The Heidenmauer; or, The Benedictines. A legend of the Rhine
Cooper, James Fenimore
W.A. Townsend and Company, New York, 1861
One of Cooper’s lesser-known novels, this book focuses on the destruction of the Limburg monastery by the combined forces of Durkheim and Hartenburg in the sixteenth century. While the story itself is historical fiction, as a frequent visitor to Grethen, the village in the valley between the ruins of the Limburg and the Heidenmauer, and withing sight of the ruins of the Hardenburg, I easily found myself immersed in the location while reading.
There are two main stories intertwined in this book. The first is the love story between Berchthold and Meta, and the second is the destruction of the monastery. The book starts with an introduction to the first story, where the love between the two youths is shown along with the obstacles in its way. The main obstacle is the financial difference between Meta (who is the only child of the wealthy Burgermeister Heinrich) and Berchthold (who is the poor son of a widowed mother and a vassal to Emich). Both mothers support the union (they were good friends growing up) of their only children, but Heinrich is strongly opposed, looking for a wealthy and well-to-do suitor for Meta, even against the wishes of his daughter and wife. Berchthold is much in favor with Emich, who promises the mothers his support (financial and otherwise) to the union if Ulrike will help influence Heinrich to have Duerkheim join with him to destroy the monastery (which was already the predominant disposition in Duerkheim), which had had a long-running dispute with both the town and the count as to payment of certain taxes and use of certain lands and was seen by both as a threat to their prosperity.

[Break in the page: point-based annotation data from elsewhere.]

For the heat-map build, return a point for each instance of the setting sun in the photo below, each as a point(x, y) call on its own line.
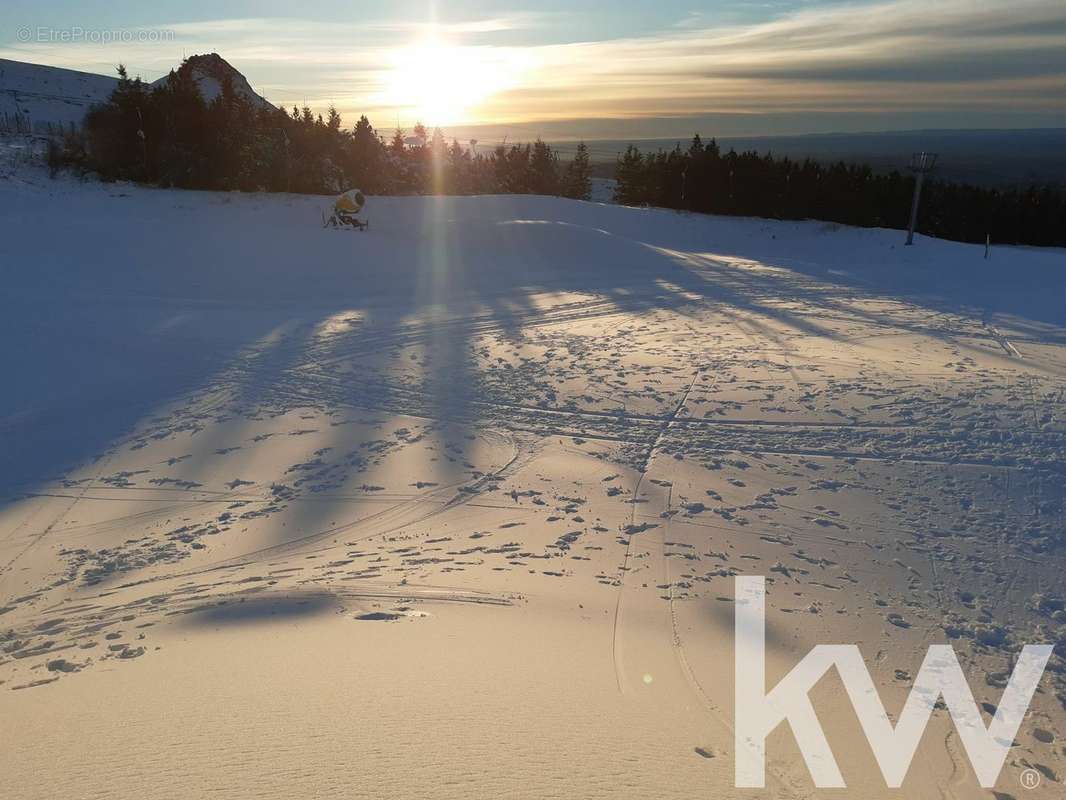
point(439, 83)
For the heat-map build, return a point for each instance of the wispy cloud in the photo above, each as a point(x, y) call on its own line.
point(902, 56)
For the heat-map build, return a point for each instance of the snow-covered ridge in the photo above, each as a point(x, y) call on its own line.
point(210, 70)
point(38, 98)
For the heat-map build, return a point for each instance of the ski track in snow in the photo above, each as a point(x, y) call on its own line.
point(568, 425)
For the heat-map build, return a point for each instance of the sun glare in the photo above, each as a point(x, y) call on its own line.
point(439, 83)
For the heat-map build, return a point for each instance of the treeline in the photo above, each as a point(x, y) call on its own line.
point(170, 136)
point(701, 178)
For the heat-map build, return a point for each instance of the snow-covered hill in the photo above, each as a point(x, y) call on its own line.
point(35, 97)
point(210, 70)
point(453, 507)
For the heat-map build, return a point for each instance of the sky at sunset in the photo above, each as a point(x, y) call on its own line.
point(595, 68)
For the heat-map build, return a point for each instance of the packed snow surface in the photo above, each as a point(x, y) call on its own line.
point(452, 508)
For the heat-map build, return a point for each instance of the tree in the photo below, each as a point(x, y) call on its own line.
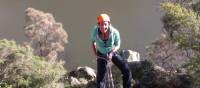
point(20, 68)
point(180, 41)
point(47, 36)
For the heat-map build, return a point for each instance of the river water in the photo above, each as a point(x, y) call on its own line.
point(138, 22)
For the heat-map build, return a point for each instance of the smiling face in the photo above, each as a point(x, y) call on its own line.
point(104, 26)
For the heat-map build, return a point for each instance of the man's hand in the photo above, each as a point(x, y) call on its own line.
point(110, 55)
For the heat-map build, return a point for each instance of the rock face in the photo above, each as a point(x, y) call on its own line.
point(148, 75)
point(130, 55)
point(145, 75)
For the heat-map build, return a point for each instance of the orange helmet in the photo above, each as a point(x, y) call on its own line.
point(103, 17)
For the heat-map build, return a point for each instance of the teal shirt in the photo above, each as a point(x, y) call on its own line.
point(105, 47)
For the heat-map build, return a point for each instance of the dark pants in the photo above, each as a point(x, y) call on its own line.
point(121, 64)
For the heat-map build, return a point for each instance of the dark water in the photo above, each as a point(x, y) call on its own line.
point(137, 20)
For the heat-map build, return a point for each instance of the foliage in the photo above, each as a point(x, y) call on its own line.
point(179, 43)
point(20, 68)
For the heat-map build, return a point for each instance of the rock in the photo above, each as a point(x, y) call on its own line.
point(86, 72)
point(81, 76)
point(148, 75)
point(130, 55)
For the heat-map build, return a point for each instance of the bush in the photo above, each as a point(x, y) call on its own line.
point(20, 68)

The mothers, both of whom are very devout, resign themselves to suffer seeing their children joined to others than to sanction a blow against the Church. Ulrike then learns that the hermit who has set up his hermitage on the Heidenmauer, a ruined Celtic settlement on the hill opposite the Limburg and over Duerkheim, is actually Odo von Ritterstein, her first suitor who was forced to leave after killing a monk during an argument 20 years before the story takes place and has now returned after years of wandering and penance with the intent to finally make his peace with the monastery, and goes and asks for his help in the matter.
Their meeting is interrupted by the bells calling Odo to the monastery for his long awaited service of repentance, and Ulrike follows him there. The ceremony is interrupted by the entrance of Heinrich and Berchthold (acting as the leader of the force sent from the Hartenburg under orders from Emich) with their men as they sack the monastery. Ulrike tries a last effort to dissuade the two from the sacrilegious act, when Emich removes the cloak in which he had muffled his features as he stood among his followers and causes her to realize that she could have no effect. Berchthold and Heinrich leave to find an escort to assure her safe passage home while Emich leads the sacking. Prior to abandoning his monastery, the Abbot pronounces Emich excommunicated. As the other two return, they find Emich conversing with Father Arnolph (the one monk in Limburg that Emich respects), who tries to halt the destruction, but Emich is not to be stopped at this point. Another monk remains after Father Arnolph leaves, who, pulling out a chest of relics and devoutly praying, attempts to obtain Divine interference in their behalf while the church burns around him. As the roof begins to collapse, the attackers try to convince the monk to save himself, but he will not. Berchthold and Emich’s cousin (who is a Knight of Rhodes who happened to become involved in his cousin’s adventure) re-enter the church and try to bodily remove the monk, who eludes their grasp and returns to the alter in the midst of the flames. The Knight of Rhodes retreats, but Berchthold goes back in after the monk, only to be trapped by a piece of the fallen roof.
Days later, the town receives the conditions upon which the monks will be willing to forget the incident, which, among a sizable monetary sum, also requires penance and pilgrimage by certain people, including Heinrich and Emich. The terms are negotiated and met, and a selected group is chosen for the pilgrimage. They journey to a shrine in Switzerland under the guidance of Father Arnolph and there deliver certain offerings, which range from valuable jewels from Emich to a crude sketch of Berchthold from Meta, which symbolized that with her beloved gone she had devoted her heart to God. Prior to leaving, the pilgrims ask for masses to be said for Berchthold, which are refused with the reasoning that he died an enemy of the Church. The party returns, only to be met with tales of Berchthold and his hunting dogs being seen around the area. Convinced that it is a story spread by agents of the monks to cause the re-erection of the church, Emich and Heinrich lead a procession to investigate the situation. Upon reaching the Heidenmauer, they do in fact see Berchthold with the dogs in the flesh. Blocked from retreat and from the view of the others by the fallen roof, he had made his way to the crypt. While going in that direction, he had seen the form of Odo and had carried him with him into the crypt, where they survived the fire and were found by the monks, who nursed them back to health but required of them to avoid others until the pilgrims returned.
Ulrike then received the deed to Ritterstein from Odo, made up in Berchthold’s name, which removed any obstacles that Heinrich could find. The two were happily married and everyone died happily in due time.